Urbanismo

Urbanismo

La Córdoba romana alcanzó su mayor extensión espacial hacia finales del siglo II-comienzos del III, cuando se asistió tanto a una densificación del espacio intramuros, como a una fase de crecimiento de los distintos barrios suburbanos (vici), que por entonces alcanzaron su mayor desarrollo.

Extensión aproximada de los barrios suburbanos a inicios del siglo III (izquierda) y a inicios del siglo IV (derecha).
Extensión aproximada de los barrios suburbanos a inicios del siglo III (izquierda) y a inicios del siglo IV (derecha).

Esta imagen se alteró a partir del segundo cuarto del siglo III, cuando los distintos barrios suburbanos comenzaron a abandonarse y a despoblarse de forma lenta pero paulatina. Como resultado, a inicios del siglo IV, solo hay constancia de estructuras domésticas en determinados puntos al norte y al este de la ciudad.

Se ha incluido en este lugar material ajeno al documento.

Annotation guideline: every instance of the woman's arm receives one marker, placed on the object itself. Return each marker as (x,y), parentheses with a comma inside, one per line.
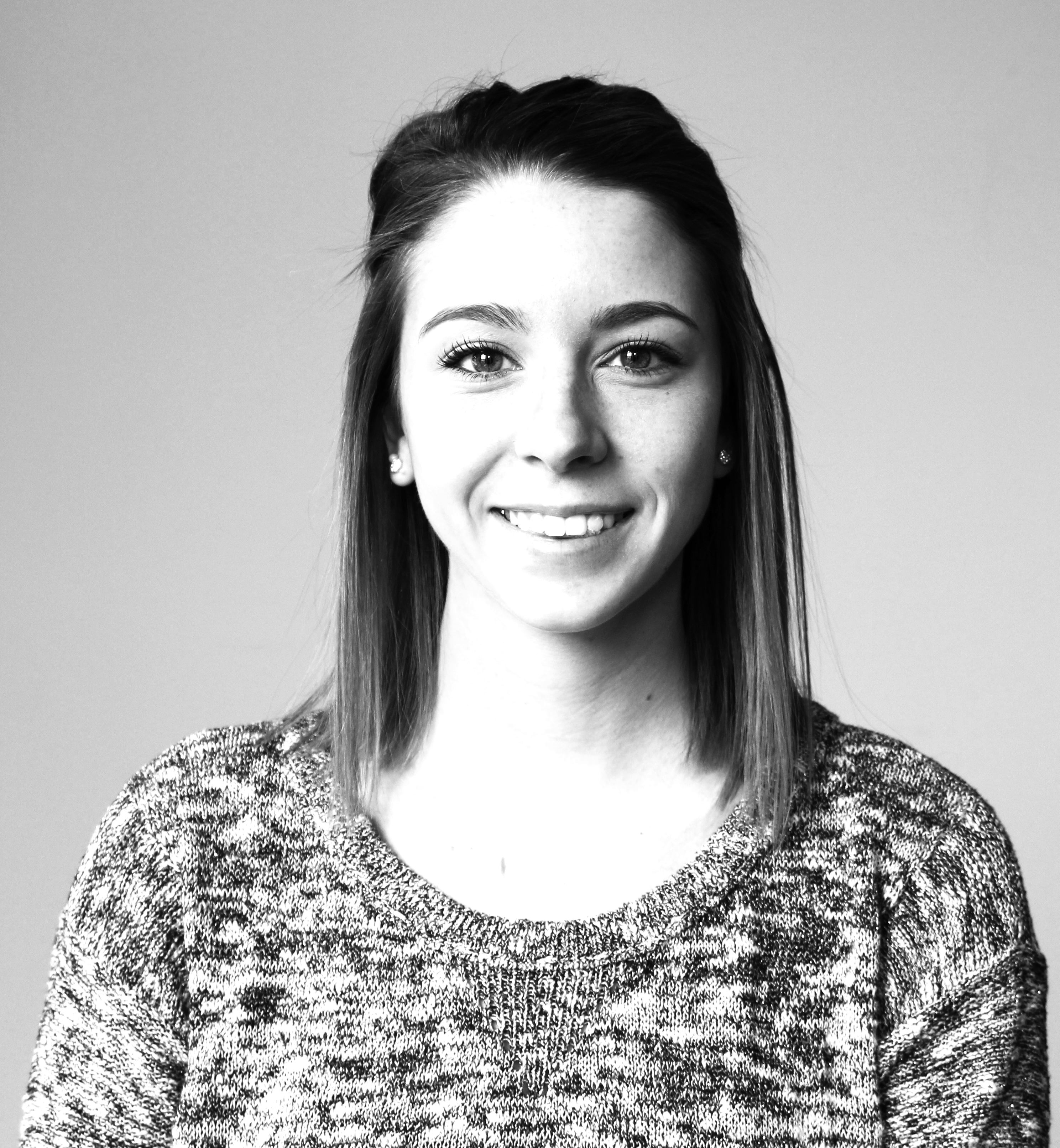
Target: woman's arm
(110,1054)
(963,1056)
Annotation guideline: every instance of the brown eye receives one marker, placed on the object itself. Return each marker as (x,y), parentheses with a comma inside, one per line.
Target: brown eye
(636,359)
(485,362)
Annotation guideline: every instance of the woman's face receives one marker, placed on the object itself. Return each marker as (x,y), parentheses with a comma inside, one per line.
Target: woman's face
(559,396)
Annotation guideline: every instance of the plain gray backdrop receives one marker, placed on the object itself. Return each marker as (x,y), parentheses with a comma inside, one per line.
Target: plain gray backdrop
(183,187)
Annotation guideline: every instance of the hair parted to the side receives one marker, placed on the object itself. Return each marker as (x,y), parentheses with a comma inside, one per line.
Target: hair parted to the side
(743,585)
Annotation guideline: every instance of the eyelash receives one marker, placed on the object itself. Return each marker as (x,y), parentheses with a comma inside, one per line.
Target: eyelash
(460,350)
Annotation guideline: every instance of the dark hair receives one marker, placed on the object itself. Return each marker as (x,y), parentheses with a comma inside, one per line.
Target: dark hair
(743,588)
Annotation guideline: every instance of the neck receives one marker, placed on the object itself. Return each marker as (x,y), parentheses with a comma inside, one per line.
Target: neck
(573,709)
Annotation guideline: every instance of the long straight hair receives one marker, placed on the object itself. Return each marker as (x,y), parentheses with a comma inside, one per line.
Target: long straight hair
(743,578)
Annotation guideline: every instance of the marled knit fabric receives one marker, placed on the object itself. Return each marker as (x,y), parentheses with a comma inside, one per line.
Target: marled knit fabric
(239,963)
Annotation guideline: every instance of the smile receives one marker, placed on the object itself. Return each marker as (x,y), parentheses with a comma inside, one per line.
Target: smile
(554,526)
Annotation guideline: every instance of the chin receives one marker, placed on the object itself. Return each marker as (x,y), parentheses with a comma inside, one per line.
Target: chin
(564,613)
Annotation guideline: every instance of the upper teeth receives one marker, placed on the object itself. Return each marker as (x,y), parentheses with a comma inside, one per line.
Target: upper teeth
(557,527)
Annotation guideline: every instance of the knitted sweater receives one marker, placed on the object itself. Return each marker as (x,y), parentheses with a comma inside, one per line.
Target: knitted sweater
(241,963)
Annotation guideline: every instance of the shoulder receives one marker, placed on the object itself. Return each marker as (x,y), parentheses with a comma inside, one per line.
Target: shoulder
(216,787)
(912,810)
(221,774)
(951,896)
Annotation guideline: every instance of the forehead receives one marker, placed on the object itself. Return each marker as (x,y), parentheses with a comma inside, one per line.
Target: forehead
(538,243)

Tal repliegue no implicó un incremento de la densidad del espacio intramuros, donde la documentación arqueológica atestigua el abandono de un creciente número de edificios públicos y privados que, en un primer momento, (segunda mitad del siglo III-inicios del IV) abundan en el área ocupada por el teatro y sus inmediaciones, y que con posterioridad (siglos IV-V) se detectan a lo largo y ancho de la superficie intramuros. El resultado fue un patrón de ocupación menos denso y cohesionado caracterizado por la presencia de tres tipos de solares. En primer lugar los ocupados por edificaciones públicas semipúblicas y privadas; en segundo lugar, lo que presentan vertederos, labores de nivelación, enterramientos, etc., y en tercer y último lugar los transformados en zonas baldías.

Hipótesis de ubicación y extensión del centro de poder de Córdoba en los siglos VI-VII según D. Vaquerizo y J.F. Murillo (2010b, fig. 14)
Hipótesis de ubicación y extensión del centro de poder de Córdoba en los siglos VI-VII según D. Vaquerizo y J.F. Murillo (2010b, fig. 14)

Aun cuando el registro arqueológico atestigua la pervivencia de la ocupación en la zona alta de la ciudad (correspondiente con la Corduba republicana), es indudable que la ciudad gravitó hacia su extremo meridional, en busca de elementos como el río, el puerto y el puente. Dicha circunstancia permite explicar la instalación en este punto del centro de poder tardoantiguo de Córdoba, precedente del posterior centro de poder andalusí (Alcázar y Mezquita Aljama).